Quero dar garantias de que nosso país é capaz de substituir o grão ucraniano tanto de forma comercial quanto gratuita, especialmente porque esperamos outra safra recorde este ano.

Apesar das sanções, a Rússia continuará seus esforços enérgicos para fornecer grãos, produtos alimentícios, fertilizantes e outros bens para a África. Valorizamos muito e desenvolveremos ainda mais todo o espectro de laços econômicos com a África – com Estados individuais, bem como associações de integração regional e, naturalmente, com a União Africana. Congratulamo-nos com o curso estratégico desta organização para uma maior integração econômica e a formação da Zona de Comércio Livre Continental Africana. Estamos prontos para construir relações pragmáticas e mutuamente benéficas, inclusive no âmbito da União Econômica da Eurásia. Também estamos dispostos a intensificar a cooperação com outras organizações de integração regional no continente.

Mantendo a tradição existente, pretendemos continuar a prestar assistência aos Estados africanos na construção da sua capacidade nacional de recursos humanos. Existem atualmente cerca de 35 mil estudantes do continente na Rússia; mais de 6 mil deles recebem bolsas do governo russo. A cada ano aumentamos o número de bolsas, promovemos opções remuneradas de ensino superior e facilitamos os vínculos interuniversitários, que ganharam grande impulso nos últimos tempos.

Levar a cooperação humanitária, cultural, esportiva e de mídia a um nível totalmente novo serviria aos nossos interesses comuns. Gostaria de aproveitar esta oportunidade para convidar nossos jovens amigos africanos para o Festival Mundial da Juventude, que acontecerá em Sochi, na Rússia, em março de 2024. Este fórum internacional de grande escala reunirá mais de 20 mil participantes de mais de 180 países para um diálogo informal, amigável e aberto, livre de barreiras ideológicas e políticas, preconceitos raciais e religiosos, e consolidará a geração jovem em torno dos ideais de uma paz permanente e duradoura, prosperidade e espírito criativo.

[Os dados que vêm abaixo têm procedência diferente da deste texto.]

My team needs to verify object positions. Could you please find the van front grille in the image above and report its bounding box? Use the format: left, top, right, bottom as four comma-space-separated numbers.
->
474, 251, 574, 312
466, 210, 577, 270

Concluindo, gostaria de reiterar que atribuímos grande importância à Segunda Cúpula Rússia-África. Esperamos que a Cúpula adote uma Declaração abrangente, uma série de declarações conjuntas e aprove o Plano de Ação do Fórum de Parceria Rússia-África até 2026. Estamos trabalhando para preparar um pacote impressionante de acordos intergovernamentais e interagências e memorandos com Estados individuais, bem como associações regionais do continente.

Estou ansioso para dar as boas-vindas aos líderes africanos em São Petersburgo e estou comprometido com um diálogo construtivo frutífero. Acredito firmemente que as decisões adotadas na Cúpula e no Fórum, juntamente com um trabalho conjunto diversificado e contínuo, contribuirão para um maior desenvolvimento da parceria estratégica russo-africana em benefício dos nossos países e povos.